Bangladesh is set to export maids to Saudi Arabia. This decision may turn out to be a misstep with the possibility of losing again the 'rediscovered' labour market which was out of the reach for Bangladeshis for around seven years due to their alleged involvement in unlawful activities.
Unlike male workers, maids export is troublesome. They are from poor families and deployed in a new opulent environment with many modern household appliances quite unknown to them. Most importantly, there are risks of insecurity, ill-treatment, long working hours, non-payment of wages and forced involvement in immoral activities.
There is sheer scope of debauchery by maids not necessarily with the involvement of the members of their employers' families, but most likely with their own country's male workers who are abundantly available around them. These male workers, mostly bachelors and those who are married are away from their homes for a long time, generally for two years, are likely to lure these maids away from their employers' houses and subsequently these maids will be registered as runaways.

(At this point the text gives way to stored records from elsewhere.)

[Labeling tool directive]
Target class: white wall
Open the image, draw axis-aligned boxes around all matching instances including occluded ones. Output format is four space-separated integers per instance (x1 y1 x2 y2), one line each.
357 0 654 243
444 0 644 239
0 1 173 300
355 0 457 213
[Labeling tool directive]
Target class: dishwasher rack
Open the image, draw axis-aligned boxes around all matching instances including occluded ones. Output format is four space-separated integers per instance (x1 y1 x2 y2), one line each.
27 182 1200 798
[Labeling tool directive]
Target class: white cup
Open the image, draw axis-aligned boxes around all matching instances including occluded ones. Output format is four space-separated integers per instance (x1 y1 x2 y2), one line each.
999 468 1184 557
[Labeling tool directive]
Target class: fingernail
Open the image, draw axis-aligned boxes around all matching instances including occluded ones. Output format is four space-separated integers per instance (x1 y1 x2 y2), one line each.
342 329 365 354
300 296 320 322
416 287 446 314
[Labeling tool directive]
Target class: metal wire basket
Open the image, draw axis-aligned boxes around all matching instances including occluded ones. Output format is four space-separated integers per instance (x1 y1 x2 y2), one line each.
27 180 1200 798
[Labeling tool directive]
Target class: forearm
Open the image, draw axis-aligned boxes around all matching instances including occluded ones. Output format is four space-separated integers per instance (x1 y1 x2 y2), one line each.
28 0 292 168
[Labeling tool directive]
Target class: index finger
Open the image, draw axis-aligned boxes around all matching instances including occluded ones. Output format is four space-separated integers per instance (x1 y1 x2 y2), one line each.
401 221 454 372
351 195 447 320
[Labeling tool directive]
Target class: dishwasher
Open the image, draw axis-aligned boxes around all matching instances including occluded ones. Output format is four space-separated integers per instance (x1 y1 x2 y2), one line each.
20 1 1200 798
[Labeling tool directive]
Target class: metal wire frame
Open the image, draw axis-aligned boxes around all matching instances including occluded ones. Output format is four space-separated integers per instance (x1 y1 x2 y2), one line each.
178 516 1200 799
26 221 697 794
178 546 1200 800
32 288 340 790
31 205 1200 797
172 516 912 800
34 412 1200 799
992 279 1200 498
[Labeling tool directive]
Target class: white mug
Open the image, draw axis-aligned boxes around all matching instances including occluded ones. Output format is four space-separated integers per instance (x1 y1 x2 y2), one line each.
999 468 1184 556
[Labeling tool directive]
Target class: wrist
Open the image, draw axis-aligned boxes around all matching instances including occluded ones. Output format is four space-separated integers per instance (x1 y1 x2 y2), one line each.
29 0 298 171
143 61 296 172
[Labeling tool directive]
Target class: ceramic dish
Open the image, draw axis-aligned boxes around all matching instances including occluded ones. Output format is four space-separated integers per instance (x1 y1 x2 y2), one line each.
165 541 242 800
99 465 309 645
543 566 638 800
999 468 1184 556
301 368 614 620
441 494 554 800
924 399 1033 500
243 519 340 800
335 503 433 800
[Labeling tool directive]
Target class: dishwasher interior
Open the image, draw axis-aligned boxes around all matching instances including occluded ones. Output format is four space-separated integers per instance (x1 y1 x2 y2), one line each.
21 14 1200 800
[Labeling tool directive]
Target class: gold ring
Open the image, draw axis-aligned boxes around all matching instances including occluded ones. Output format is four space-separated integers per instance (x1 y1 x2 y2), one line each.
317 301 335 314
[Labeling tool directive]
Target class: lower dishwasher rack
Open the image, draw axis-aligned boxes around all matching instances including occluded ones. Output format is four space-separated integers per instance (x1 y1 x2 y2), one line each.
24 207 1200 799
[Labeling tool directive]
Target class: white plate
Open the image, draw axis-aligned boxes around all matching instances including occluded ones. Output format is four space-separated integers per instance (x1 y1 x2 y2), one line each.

Runaway is an acute predicament in Saudi Arabia and it prompts several maid supplying countries to either put a stop to the exports of domestic helpers or to toughen the procedures and conditions for their deployment. When contacted by this writer, the diplomatic missions of the major maid exporting countries to the Kingdom like Indonesia, Philippines and Sri Lanka have confirmed that there is a severe runaway problem and they are finding it difficult to deal with it.
Indonesian government has taken a decision to stop sending domestic workers to all Arab countries citing a reason that it is contrary to its country's 'self-esteem and dignity'. The decision came after the newly elected Indonesian President Joko Jokowi Widodo, vowed to make an end to this ignominious practice.
Bangladesh will initially supply an army of 120,000 workforce with a deployment of 10,000 a month. They are mainly maids, housekeepers and drivers. This number is considered a cumin seed in a camel's mouth since the Kingdom is currently in dire need of a huge number of such domestic helpers.
In the face of growing shortage of domestic workers, there has been brisk illegal trade of maids in the Saudi market with a maid being sold between SR30,000 and SR50,000 (SR1=BDT20+). The skyrocketing demand coupled with inhospitable working conditions is increasingly encouraging existing maids to desert their current workplaces to join new employers for higher pays and in the way, many of them are caught in the tangled web of human traffickers who, sometimes, force them to get involved in immoral acts.
To stop maids' defection, the labour ministers of the Gulf Cooperation Council (GCC, of which Saudi Arabia is a member) recently unanimously agreed on certain terms in the contracts of the domestic helpers in order to improve their widely criticised working conditions. The new contracts stipulate that household workers will enjoy a weekly day off, annual leave and the right to live outside their employer's house. Under the contract, domestic helpers are also entitled to end of service indemnity and overtime pay for extra work for a maximum of two hours daily, in addition to banning employers from confiscating their passports.
Saudi Arabia has already put in place tough laws for employers of domestic helpers. First-time violators are fined SR2,000 and a one-year ban on the further recruitment of maids. Second-time violators will be slapped with a fine of SR5,000 with a recruitment ban for three years. And there is stringent punishment for the third-time violators who will risk a lifetime ban and a fine of SR10,000.
On the other hand, if maids breach their contracts, they will be punished with SR2,000 fine and prevented forever from working in the Kingdom and will be liable to pay their repatriation expenses. Under the new regulations, maids are obliged to adhere to Saudi customs, traditions, religious teachings, family values and secrets.
In order to organise its labour market and cope with the growing problems, Saudi Arabia has set up a first-of-its-kind multilingual communication centre to address complaints and grievances of its estimated 1.2 million domestic workers. The centre, well equipped to respond to queries and complaints of maids in eight languages, will also look into disputes between employers and employees in an attempt to resolve them amicably between five and 10 working days. If disputes don't end, plaintiffs can file their complaints to the labour court within 10 days for further action.
Bangladesh should give a second thought before getting into exporting of its maid workers when other suppliers are balking at further deployments of their domestic helpers in Saudi Arabia. Bangladesh should keep in mind that once it had lost the Saudi labour market mainly because of its workers' petty crimes and if domestic helpers are exported in bulk there will undoubtedly be an outbreak of the identical incidents which are likely to add insult to injury if runaway maids are, too, engaged in anti-social activities.